The researchers in Jerusalem have an estimated 1.3-million dead whose backgrounds, whose family names have yet to be revealed, for lack of testimony that would identify them and bring them back to life through recognizing their identities. They hope yet to be able to persuade reluctant survivors to document whatever little they may know of extended family members to enable the researchers to make that vital identification of individuals. Understandably, Holocaust survivors would prefer not to remember the horrors that marked those traumatizing years of suffering and death.

The Center has so far recorded 4.7-million names of Jews whose lives were extinguished in the Final Solution of Nazi Germany's death camps. That gigantic task was initiated in 1950 and has been carried on ever since, but is still far from completion. And it will not be completed until every last Jew who was murdered by order of the Third Reich is documented properly. Archives containing victims' names through a collection of over 2.5 million "pages of testimony", single-page forms containing whatever is available of the personal details identifying a person represents the last-stage resource.

Each was completed by a survivor of the Holocaust, by a descendant of the dead, or by a friend whose memory of the dead has been invaluable in the documentation process. Where the person was born, lived, married, how they made their livelihood. Holocaust survivors are declining steadily in numbers after the passage of so much time. And those who are left may or may not wish to divulge what they are reluctant to recall of painful times and memories that torment them still.
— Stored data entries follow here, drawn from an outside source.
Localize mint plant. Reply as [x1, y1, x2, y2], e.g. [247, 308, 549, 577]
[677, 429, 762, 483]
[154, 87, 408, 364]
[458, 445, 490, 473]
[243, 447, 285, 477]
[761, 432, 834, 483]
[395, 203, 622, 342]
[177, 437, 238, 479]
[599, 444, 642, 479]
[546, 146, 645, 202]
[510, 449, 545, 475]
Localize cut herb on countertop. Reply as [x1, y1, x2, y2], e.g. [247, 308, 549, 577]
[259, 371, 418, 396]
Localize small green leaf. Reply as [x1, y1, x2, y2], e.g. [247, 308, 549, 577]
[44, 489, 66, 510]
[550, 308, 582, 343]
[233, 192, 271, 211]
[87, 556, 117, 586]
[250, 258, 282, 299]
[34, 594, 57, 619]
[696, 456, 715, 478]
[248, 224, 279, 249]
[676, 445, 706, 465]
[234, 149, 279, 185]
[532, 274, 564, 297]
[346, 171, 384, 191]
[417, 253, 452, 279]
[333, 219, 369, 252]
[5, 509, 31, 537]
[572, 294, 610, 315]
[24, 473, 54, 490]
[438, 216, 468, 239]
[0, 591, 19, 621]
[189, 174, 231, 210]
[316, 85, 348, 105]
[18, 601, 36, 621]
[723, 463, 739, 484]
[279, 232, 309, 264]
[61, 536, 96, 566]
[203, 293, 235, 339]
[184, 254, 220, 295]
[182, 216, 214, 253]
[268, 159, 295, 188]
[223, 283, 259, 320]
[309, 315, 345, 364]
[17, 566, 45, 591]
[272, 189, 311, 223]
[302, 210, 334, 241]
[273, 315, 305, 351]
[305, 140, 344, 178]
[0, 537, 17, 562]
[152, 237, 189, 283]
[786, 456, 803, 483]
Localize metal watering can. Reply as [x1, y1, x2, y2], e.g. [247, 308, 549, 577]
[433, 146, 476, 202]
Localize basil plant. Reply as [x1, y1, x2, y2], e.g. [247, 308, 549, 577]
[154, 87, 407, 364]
The issue of child victims who died while other family members managed to survive is another complicating factor. There were one-and-a-half million Jewish children alone murdered during the Holocaust, and of that number an estimated half have been named. "It's one of the saddest things, we have reports where parents are named with say three or four children, unnamed. They were little children and people just don't remember", says Dr Avram

"Filling out this page of information saying this was my father, mother, grandfather, nephews and nieces - you cannot bury your relatives who perished but you can remember them in a way that will commemorate them forever, so this is very important and also therapeutic for many survivors", explained Dr. Martin Auerback, at Amcha, a support service for Holocaust survivors in Jerusalem.

Beyond the death camps that gassed Jews to death with Zyklon B, then moved their bodies into giant crematoria where dense black clouds of smoke covered the skies and rained down particles on the land below, the stench of burning flesh and bones making no secret to nearby residents in various Nazi-occupied countries of Europe of what was occurring, there were other methods employed by the Third Reich to rid Europe of its Jews.

Mobile killing squads called Einsatzgruppen shot an estimated 1.5-million Jews to death after the invasion of the Soviet Union in 1941. And in Ukraine, at Babi Yar, 33,000 Jews from the capital Kiev alone were shot to death and toppled into a ravine in 1941, half of whom are awaiting identification. Yet other Jews died from starvation, disease, or slave-labour-related exhaustion in ghettos and in labour camps, or killed in the extermination camps with which the work camps were twinned.

They were seen by their killers, and treated as sub-human ciphers to each of whom a number was assigned as their identification, the infamous branding of human beings as a means of keeping records. Naming them, elaborating as much as possible on their identities with details of their existence can be viewed as a gesture to restore a modicum of dignity to them in their appalling deaths, a restoration of sorts denied them by their murderers.